Ressamlık nereden geliyor? Daha doğrusu sizi kim keşfetti?
Öncelikle binlerce yıllık kültürlerin harmanlandığı Anadolu’da doğmanın ve bu çoklu kültür ile yoğrulmanın bana kattığı değerleri vurgulamak istiyorum. Çünkü yaşadığı coğrafya insanın ruhuna siniyor. Çocukluğuma dair hatırladığım en sağlam veri ise çok iyi bir gözlemci olduğum… Doğada çok uzun vakit geçirir, her fırsatta resim yapar, çamurdan değişik hayvan, eşya heykelcikleri yapıp onları pişirmeye çalışırdım. Bitkiler, farklı dokular, anatomik yapılar, renkler çok cezbederdi beni. Annem de oldukça yetenekli ve bilinçli bir insandır; bu yeteneği sayesinde de bana kendimi keşf ettirmiştir. Ama kendisi sanatla var olma şansını bulamamıştır. Daha altı-yedi yaşlarındayken abimle beni en güzel resmi yapma yarışına sokardı. Ailedeki tek sanat öyküsü ise rahmetli dayımın 60’lı yıllarda Yunus Esirkuş’un öğrencisi olması ve o yıllarda kazandığı Türkiye birinciliği… Ne yazık ki, aileden destek görmediği için devam ettirememiş. Gerçek manada sanat yeteneğimin keşfi ortaokul birinci sınıftaki resim öğretmenim sayesinde oldu.
Kaç yıldır sanatla uğraşıyorsunuz? Ne zaman tanınmaya başladınız? Özellikle uluslararası boyuta nasıl geçtiniz? Bu yolculuktan bahsedelim biraz...
Üniversite öncesini de sayarsak, sanat otuz yılı aşkın bir süredir hayatımın merkezinde diyebiliriz.

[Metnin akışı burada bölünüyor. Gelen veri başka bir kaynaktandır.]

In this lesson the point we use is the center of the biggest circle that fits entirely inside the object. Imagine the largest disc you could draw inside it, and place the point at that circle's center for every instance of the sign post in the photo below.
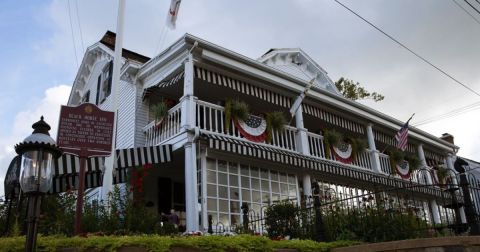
(85, 131)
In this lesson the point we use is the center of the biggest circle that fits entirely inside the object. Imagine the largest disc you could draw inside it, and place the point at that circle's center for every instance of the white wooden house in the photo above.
(203, 169)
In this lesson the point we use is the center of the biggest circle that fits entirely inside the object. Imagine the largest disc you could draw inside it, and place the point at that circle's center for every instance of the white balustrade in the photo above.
(385, 163)
(157, 132)
(315, 142)
(211, 117)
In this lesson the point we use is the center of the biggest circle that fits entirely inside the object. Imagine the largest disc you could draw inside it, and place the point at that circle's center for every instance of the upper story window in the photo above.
(86, 97)
(104, 85)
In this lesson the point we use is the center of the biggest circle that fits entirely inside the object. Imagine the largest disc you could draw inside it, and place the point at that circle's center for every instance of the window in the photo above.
(86, 97)
(104, 84)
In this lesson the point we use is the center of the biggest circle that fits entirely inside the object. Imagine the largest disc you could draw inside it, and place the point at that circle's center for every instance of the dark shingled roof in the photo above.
(109, 40)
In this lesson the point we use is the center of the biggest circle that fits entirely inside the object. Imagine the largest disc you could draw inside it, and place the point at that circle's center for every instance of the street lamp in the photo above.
(38, 152)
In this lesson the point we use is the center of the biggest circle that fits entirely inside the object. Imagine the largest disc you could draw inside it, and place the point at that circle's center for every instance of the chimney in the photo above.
(447, 137)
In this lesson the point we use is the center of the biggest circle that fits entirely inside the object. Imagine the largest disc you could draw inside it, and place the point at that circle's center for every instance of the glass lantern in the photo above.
(38, 152)
(36, 173)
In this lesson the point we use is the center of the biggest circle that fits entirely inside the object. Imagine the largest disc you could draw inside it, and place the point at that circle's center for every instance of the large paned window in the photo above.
(230, 184)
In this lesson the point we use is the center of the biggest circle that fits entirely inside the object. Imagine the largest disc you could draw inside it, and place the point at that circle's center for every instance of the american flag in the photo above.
(402, 136)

Samsun ‘Güzel Sanatlar’dan mezunum. Ancak sanatımı geliştirmek adına yurtdışında uzun süreli alan çalışmaları yaptım. Kendi özgün dilimi yaratmadan önce uluslararası fuarlara katılıp, deyim yerindeyse, kendimi tarttım. Türkiye sanat ortamında tanınma öyküm 2000’li yıllarda başladı. Zira öncesinde yoğun bir eğitim; master ve doktora dönemi sürdü. Sanat evrensel bir olgu ve dil… Uluslararası olabilmek için öncelikle çok çalışmak, dünya ölçeğinde özgün eserler üretebilmek önkoşul diyebilirim.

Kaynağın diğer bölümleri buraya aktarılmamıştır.